The breakthrough came after the Samuels returned to Israel in 1983, where they enrolled Yossi, then 8, in a school for the deaf. There they met Shoshana Weinstock, an Israeli teacher of the deaf who is deaf herself. A few sessions after she began tutoring Yossi, she ran to the Samuels’ Har Nof home, shouting in Hebrew, “He’s got it! He’s got it!” Kalman said.
She had finger-spelled the Hebrew word for “table” into Yossi’s palm, and Yossi had made the connection between the word and the object. Israeli media dubbed Yossi “the Helen Keller of Israel,” and they haven’t lost interest yet: Channel 2 is filming a documentary about Yossi that is set to air in the fall.
At that point, said Kalman, Malki decided it was “payback time,” and began creating a “unique blend of programs designed by a mother to fill the gaps society didn’t provide us and still doesn’t provide others.”
Shalva began in June 1990 in a rented apartment in the Har Nof neighborhood of Jerusalem with two professional staff members and eight mentally challenged children. By then, Yossi had no need for Shalva. Now there are 85 staff members and
18 National Service girls in an 18,000-square-foot building decorated in bright colors and Disney characters.
Shalva is open to all on a first-come, first-serve basis, said Kalman Samuels.
Last year Samuels petitioned the government to allow an Ethiopian Christian couple with two children enrolled in Shalva to remain in Israel, saying the children would die if they were sent back to Africa. The couple won United Nations recognition and were permitted to remain in the country. Shalva has also helped a Washington, D.C., church and a Dutch group establish similar programs for the mentally challenged.
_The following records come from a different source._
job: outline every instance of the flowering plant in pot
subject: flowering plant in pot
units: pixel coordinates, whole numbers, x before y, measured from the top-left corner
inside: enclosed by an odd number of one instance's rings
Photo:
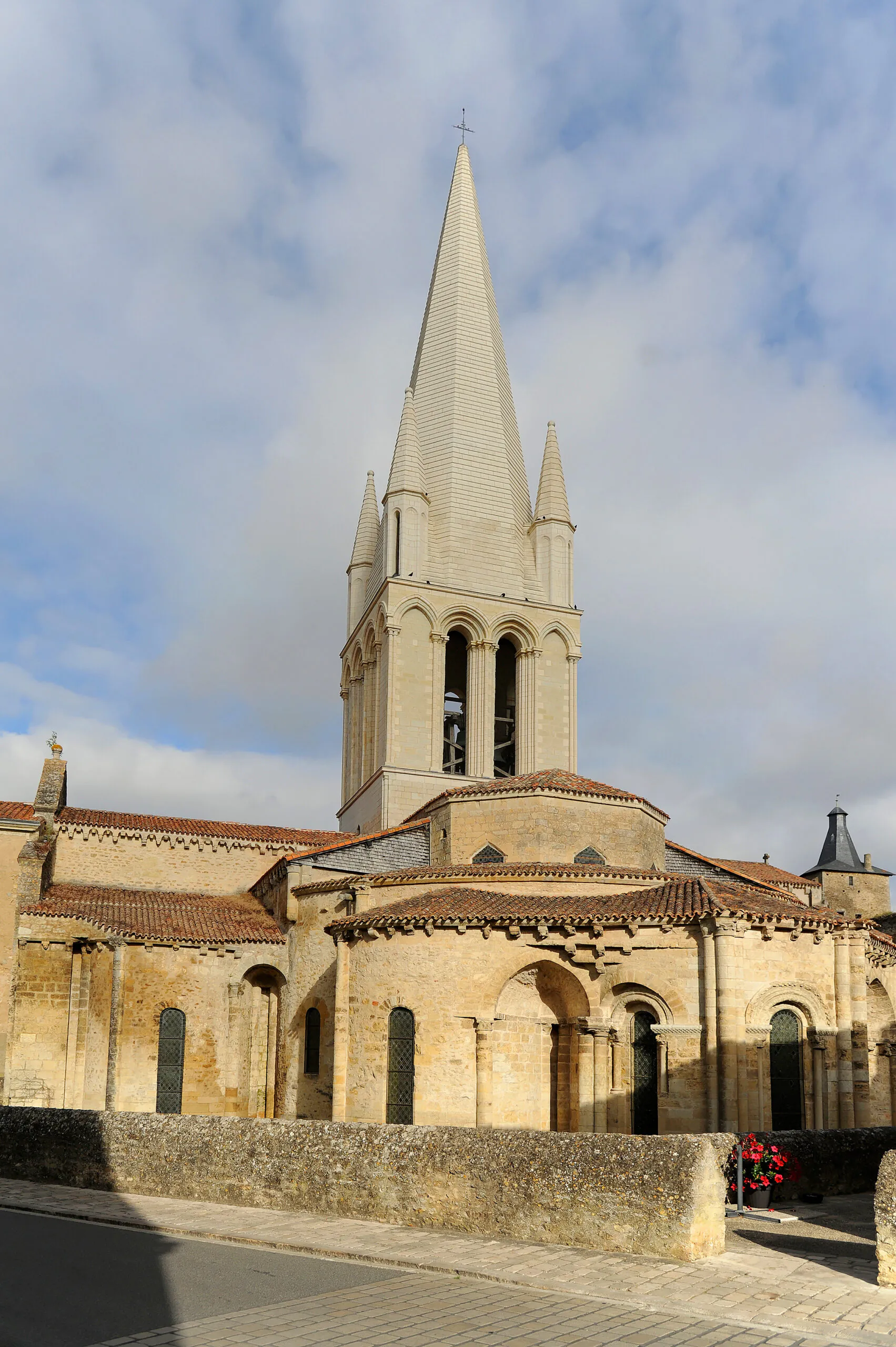
[[[772,1195],[786,1179],[795,1181],[802,1173],[799,1160],[771,1141],[759,1141],[755,1133],[744,1137],[744,1203],[748,1207],[768,1207]],[[737,1202],[737,1146],[732,1148],[725,1165],[728,1195]]]

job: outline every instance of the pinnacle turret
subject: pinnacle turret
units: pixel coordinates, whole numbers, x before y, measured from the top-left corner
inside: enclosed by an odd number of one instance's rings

Before his parents enrolled him in Shalva a year and a half ago, 12-year-old Shimmy, who has moderate retardation, spent his afternoons in a “depressing” environment at his school, said his mother, a 34-year-old Jerusalem resident who does not want her name published.
“The days were gray,” she said. “He played in the yard in the sand and dirt.” Now he spends four hours a day at Shalva, where he does hydrotherapy or music therapy, in which the children play drums and other instruments to accompany the guitar-playing music teacher. He also sleeps over once a week and stays for Shabbat once a month, giving his parents a break from the need to watch Shimmy 24 hours a day, said his mother. “There’s nothing else like this,” she said.
Naama Tzuriel finds the advice she gets from other mothers to be helpful in her new role as the mother of a child with Down’s syndrome.
“When a mother has a problem, it’s easier to speak to mothers who have the same problems,” said Tzuriel. “At the beginning it was very strange because I’m not used to receiving support, but over time you also become a supporter you give support and you get supported.”
Aspects of the program aimed at easing parents’ lives like the weekly sleepover and the informal support group stem from Malki’s vision as a mother, said Kalman.
Although Yossi Samuels, who is now 28 and works at a sheltered workshop for the blind, no longer needs the kind of attention he did as a child, his mother hasn’t forgotten that developmentally disabled children are not the only ones in the family affected by the disability.
“I’m a parent and I know exactly what they’re going through, so I understand that it’s not only children,” said Malki Samuels. “It’s the whole unit.”